"Get a job!" I yell, "You've been walking around this apartment for years doing nothing but eating, sleeping and making messes.  What do I need you for?"

"Meeeoww!" Coco replies, side stepping the question.

That is my latest nick-name for Lisa.  Side-stepper.  Lisa doesn't say anything as I walk her to school.  Sure, she answers direct questions, but doesn't push the conversation forward.  So most days I have to do it, and my go-to, beyond weather and traffic, it nick-names.  "I never seen a girl step like that.  I'm going to call you the Side-stepper."

"Sounds good, Daddy!"  She says, turning sideways as she walks.  

But Coco is the real side-stepper in our house.  That darn cat doesn't answer anything straight on. He just walks around, avoiding me like a weasel to a chicken farmer, hiding under chairs, and trying to sneak into the cupboards.

"I feed you and clean out your shitter every day!" I yell at him, "And when have you ever even thought about cleaning up or helping with dinner?"

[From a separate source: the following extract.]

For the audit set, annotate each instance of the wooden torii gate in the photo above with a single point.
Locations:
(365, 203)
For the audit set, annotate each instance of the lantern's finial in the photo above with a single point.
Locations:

Coco looks at me side-eyed.  

"Side-Eyer!"

"Daddy is talking to the cat again, Mommy." says Lisa.

"At least someone pays attention to him." I say.

I'm sorry. This blog post was supposed to be amusing.  I started writing it after an amusing interaction with the cat.  I'd had a few drinks, and struck up conversation with him.  He doesn't say much, but I infer a lot, and in a pretty good feline voice.  But by the time I get to writing it, I forget most of what was amusing about it, and can only convey what is bitter.  

"The actual conversation was pretty bitter, if you ask me." says the cat.

"Nobody asked you." I say to him, "Go clean out you litter box."

"Mommy, Daddy is drunk and bothering Coco." says Lucy.

"It's okay Lucy," my wife responds, "It's Coco's job to talk to your father when he is drunk."

They don't know what drunk is.  I'll show them.